If we look at this episode of my life as an experiment, here are my findings to date. In many ways, I am finding this move to be one of the hardest times of my life. I am not depressed in a way that keeps me lying in bed in the dark, paralysed and non-functioning. I am quite lucky that my body and brain don’t react in that way. But I have been walking around for weeks on the verge of tears, with those tears spilling out at unpredictable times. I have been angry and frightened and frustrated and excited and thankful and lost. And I’ve found that although I have not written any more of my novel in the midst of all this emotion, I have written poetry. Poetry is being born from all this, not prose, but not in the way that BBC interviewer might have thought.
Imagine a roller coaster. When you are climbing to the top of the arc, you’re filled with excitement, expectation and adrenaline. You can’t think clearly. You don’t know where you’re going or how you’ll feel about it once you get there. And besides, you’re having too much fun. But when you’re hurtling down the slope at a million miles an hour, you’re feeling too much to do anything but hang on for dear life. And then when you land and your ride comes to an abrupt, muscle-jerking halt, all you can do is sit there and try to recover your balance. And so it is, for me at least, with writing poetry. The impetus to write a poem, any poem, about anything, may come as I’m climbing onto the ride. ‘Hey, I bet I can get a poem out of this, if nothing else.’ But in the midst of all that adrenaline and hysteria, I can’t do anything but hold on and try to live through it. And then, when one particular part of the ride plateaus out or jerks to a stop, it takes all my energy just to catch my breath. I can’t write poetry then. I can’t do anything but live and wait for time to pass.
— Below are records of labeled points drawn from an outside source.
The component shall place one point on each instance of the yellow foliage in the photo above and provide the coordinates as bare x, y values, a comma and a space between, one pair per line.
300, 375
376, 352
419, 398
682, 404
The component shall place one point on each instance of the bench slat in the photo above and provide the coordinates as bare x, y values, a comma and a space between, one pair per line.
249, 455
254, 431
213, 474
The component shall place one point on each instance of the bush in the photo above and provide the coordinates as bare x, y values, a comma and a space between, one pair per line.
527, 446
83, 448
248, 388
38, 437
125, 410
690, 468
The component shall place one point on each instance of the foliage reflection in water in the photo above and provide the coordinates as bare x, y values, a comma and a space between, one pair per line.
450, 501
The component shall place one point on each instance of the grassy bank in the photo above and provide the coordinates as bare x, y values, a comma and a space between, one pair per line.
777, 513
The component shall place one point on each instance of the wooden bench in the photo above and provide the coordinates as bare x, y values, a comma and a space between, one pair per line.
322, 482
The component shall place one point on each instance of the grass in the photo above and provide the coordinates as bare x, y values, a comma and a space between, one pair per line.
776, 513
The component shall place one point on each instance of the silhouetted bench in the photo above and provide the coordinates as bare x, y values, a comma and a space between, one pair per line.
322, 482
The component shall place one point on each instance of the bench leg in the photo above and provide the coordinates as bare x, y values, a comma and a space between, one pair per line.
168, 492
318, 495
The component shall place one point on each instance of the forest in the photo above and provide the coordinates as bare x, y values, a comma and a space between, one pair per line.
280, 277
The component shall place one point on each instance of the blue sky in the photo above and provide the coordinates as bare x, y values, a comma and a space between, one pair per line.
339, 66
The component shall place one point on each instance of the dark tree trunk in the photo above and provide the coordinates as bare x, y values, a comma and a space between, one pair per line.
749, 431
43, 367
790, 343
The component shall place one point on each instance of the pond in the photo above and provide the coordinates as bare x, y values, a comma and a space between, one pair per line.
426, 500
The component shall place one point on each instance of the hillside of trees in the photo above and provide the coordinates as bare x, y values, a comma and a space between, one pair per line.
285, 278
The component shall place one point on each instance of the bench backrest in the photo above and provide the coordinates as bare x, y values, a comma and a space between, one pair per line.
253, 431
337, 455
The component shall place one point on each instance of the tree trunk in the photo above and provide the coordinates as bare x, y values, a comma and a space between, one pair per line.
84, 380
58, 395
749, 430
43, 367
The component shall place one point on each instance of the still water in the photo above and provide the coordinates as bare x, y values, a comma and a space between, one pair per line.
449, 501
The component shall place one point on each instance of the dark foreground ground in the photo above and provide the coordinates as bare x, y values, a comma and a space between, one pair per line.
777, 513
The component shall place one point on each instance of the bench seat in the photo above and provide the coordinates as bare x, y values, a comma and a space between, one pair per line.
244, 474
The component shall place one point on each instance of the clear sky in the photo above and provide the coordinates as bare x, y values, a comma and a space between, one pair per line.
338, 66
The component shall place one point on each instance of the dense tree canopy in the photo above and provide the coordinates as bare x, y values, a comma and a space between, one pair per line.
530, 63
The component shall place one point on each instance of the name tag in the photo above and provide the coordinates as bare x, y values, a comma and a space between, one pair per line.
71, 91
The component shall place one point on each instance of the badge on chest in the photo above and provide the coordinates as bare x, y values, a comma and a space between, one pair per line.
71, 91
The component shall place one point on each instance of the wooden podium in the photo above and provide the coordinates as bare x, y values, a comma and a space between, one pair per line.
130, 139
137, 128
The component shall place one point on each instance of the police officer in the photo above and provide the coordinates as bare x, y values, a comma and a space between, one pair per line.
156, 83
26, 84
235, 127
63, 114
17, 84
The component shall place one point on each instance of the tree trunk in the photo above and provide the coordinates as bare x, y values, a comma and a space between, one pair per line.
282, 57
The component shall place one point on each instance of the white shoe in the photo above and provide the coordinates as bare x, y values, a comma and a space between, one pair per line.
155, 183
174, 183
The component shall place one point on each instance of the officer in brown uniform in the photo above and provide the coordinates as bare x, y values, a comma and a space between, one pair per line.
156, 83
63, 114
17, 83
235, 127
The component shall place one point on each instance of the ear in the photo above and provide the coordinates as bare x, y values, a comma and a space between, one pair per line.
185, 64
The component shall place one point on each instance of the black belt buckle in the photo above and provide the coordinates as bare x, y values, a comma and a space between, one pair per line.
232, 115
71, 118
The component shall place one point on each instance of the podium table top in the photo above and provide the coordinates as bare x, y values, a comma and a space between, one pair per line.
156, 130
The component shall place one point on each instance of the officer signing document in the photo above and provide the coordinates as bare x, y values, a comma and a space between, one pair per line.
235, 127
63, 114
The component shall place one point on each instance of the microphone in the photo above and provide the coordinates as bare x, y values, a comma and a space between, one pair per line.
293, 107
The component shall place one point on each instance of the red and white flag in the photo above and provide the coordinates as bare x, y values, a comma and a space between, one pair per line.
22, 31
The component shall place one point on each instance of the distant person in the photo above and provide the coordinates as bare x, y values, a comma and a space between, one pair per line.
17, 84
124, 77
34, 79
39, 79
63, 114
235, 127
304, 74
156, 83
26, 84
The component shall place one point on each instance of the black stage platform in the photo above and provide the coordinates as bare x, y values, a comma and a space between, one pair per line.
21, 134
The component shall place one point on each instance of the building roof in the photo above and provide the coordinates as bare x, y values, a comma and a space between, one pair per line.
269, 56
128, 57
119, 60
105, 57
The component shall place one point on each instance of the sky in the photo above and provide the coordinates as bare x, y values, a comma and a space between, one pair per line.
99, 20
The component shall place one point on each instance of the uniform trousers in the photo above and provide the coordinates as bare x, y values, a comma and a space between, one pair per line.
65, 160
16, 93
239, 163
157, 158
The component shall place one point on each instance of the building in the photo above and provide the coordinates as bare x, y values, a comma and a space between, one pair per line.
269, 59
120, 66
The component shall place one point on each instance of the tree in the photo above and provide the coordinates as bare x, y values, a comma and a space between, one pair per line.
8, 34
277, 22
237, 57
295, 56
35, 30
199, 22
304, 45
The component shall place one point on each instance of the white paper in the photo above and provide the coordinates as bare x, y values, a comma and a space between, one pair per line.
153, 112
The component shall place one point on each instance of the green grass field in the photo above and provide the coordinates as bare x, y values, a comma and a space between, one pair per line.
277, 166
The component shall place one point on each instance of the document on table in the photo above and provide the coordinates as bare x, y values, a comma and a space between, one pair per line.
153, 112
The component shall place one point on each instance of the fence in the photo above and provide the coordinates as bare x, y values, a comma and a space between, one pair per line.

The poetry can only come during those moments, brief as they may be, when I have caught my breath, can look around, and think.
So where does poetry come from? For me, although it might start with extreme emotion, it really comes from that sweet spot, that place where emotion meets reflection, where heart meets brain, where you can still feel the rumbling of the falling roller coaster, but you are no longer strapped onto the ride. The poems which then arise from that sweet spot go on to be the milestones of my life. I read them and remember not only what I was feeling, but that I had lived through the intensity of those feelings, and was able to move on to the next.
So, daring to run the risk of beating these old metaphors over the head, I’ll leave you today with this is image of me, typing this post just out of sight, but surrounding by all my baggage, and moving on.